News & Analysis

Terrorist acts cast strange silence over N+I

Loring Wirbel

9/12/2001 10:56 AM EDT

Terrorist acts cast strange silence over N+I
ATLANTA — The first loud whispers buzzed through the crowd just after 9:30 a.m. Tuesday (Sept. 11), as Don Peterson was giving the opening keynote speech at Networld+Interop. Peterson, chief executive of Avaya Communications Inc., looked confused as noise spread through the hall at the Georgia World Convention Center, then seemed annoyed as he handed the floor over to Karyn Mashima, vice president of global strategy and technology at Avaya. But N+I officials quickly filled Peterson in on the cause of the commotion. A passenger plane had been crashed into the World Trade Center in New York.

Within 20 minutes, journalists were crowding the N+I press room to snare early reports of the first, then the second plane crash in New York and a separate crash into the Pentagon in Washington. N+I attendees were trying, often unsuccessfully, to reach outside lines on cellular phones, while others searched for live news broadcasts in a building only yards away from CNN headquarters. N+I organizers got the message. Within 30 minutes, every closed-circuit television providing news of the conference had been switched over to CNN.

Next door, the programmers and developers for the cable network were being asked to leave the towering glass building adjacent to the convention center. At first, refugees from the Omni Hotel in CNN Center spoke of a bomb threat, but by 11 a.m., workers said that the federal government had ordered precautionary evacuations of the Centers for Disease Control, General Services Administration, and CNN Center buildings as possible terrorist targets in Atlanta.

The trade show nevertheless opened on time at 10 a.m., to a crowd that was significantly smaller from past years — as many had predicted — but which seemed lively and engaged for the first hour. But as attendees stayed glued to the corridor TVs, and news of the magnitude of the terrorist acts spread, the N+I floor took on a silence and a visible pallor that seemed to bleach even the bright colors of the trade floor booths.

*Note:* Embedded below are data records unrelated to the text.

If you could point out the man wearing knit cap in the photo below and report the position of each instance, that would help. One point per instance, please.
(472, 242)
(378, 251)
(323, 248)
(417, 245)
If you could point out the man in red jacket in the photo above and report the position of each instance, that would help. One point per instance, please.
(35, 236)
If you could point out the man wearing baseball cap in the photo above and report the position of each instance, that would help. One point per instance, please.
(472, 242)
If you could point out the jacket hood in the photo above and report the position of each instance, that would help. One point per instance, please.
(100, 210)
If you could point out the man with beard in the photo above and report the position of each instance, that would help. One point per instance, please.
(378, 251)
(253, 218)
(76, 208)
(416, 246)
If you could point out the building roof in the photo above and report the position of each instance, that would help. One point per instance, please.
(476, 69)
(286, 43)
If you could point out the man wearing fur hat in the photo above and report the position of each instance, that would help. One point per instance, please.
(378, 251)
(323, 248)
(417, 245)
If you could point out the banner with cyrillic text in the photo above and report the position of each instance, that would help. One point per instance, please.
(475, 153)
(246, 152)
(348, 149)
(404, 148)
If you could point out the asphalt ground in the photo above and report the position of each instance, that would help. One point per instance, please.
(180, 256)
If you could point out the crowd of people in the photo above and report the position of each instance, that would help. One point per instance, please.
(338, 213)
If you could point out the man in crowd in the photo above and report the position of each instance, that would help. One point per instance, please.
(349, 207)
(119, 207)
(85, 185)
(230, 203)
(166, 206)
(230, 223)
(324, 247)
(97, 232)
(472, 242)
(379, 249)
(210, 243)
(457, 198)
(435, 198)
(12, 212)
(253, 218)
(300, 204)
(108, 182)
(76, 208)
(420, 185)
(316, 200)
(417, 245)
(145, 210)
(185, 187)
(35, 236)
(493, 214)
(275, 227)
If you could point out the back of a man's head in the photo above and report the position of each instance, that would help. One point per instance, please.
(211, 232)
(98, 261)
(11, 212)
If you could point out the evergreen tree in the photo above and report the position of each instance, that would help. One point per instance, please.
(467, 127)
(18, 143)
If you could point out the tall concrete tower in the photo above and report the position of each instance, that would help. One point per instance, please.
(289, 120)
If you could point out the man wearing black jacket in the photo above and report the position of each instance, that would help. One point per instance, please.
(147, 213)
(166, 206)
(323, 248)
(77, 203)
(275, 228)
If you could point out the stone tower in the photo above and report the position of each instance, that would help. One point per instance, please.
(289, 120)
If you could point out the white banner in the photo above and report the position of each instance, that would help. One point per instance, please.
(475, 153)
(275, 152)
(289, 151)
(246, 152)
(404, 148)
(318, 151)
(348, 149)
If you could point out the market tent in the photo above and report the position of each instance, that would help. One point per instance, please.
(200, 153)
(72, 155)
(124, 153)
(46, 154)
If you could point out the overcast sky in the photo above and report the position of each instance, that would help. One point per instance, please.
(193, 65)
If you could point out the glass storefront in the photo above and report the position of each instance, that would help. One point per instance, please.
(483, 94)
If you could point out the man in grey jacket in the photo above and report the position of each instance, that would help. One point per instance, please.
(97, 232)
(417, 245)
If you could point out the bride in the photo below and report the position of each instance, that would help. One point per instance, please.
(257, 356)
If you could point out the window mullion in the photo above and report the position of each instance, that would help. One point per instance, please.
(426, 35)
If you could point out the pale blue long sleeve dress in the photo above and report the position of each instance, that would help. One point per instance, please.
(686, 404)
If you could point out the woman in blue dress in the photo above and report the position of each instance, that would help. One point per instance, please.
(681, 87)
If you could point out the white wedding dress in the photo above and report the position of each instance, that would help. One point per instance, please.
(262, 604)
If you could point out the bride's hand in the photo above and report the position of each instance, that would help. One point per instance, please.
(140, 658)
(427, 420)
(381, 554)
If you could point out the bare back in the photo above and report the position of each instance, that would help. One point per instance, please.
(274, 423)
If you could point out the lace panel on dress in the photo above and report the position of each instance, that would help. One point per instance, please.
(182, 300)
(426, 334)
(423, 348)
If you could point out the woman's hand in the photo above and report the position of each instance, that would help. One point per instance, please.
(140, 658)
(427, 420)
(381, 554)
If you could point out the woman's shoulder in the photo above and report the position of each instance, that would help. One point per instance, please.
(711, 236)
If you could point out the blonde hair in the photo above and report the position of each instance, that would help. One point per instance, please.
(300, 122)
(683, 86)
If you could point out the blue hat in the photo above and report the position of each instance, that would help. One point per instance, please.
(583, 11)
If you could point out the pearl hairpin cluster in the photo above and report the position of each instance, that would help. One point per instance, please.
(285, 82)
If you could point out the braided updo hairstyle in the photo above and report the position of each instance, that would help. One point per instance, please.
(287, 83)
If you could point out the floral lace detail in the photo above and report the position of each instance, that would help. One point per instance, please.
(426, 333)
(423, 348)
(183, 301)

By noon, organizers had decided to cancel the rest of the day's keynote speeches and to close the show floor by 2 p.m. They were merely bowing to the inevitable, as the silence became eerie by 1 p.m. Some of the change was initiated by the number of attendees and exhibitors who elected to grab rental cars or trains to get back to loved ones in other states. (This correspondent decided not to wait for Hartsfield Airport to reopen, and wrote this missive from Tennessee while breaking from a long car trek back to Colorado.) But even among the vendors who elected to stick it out until 2 p.m., few dared to speak above a whisper.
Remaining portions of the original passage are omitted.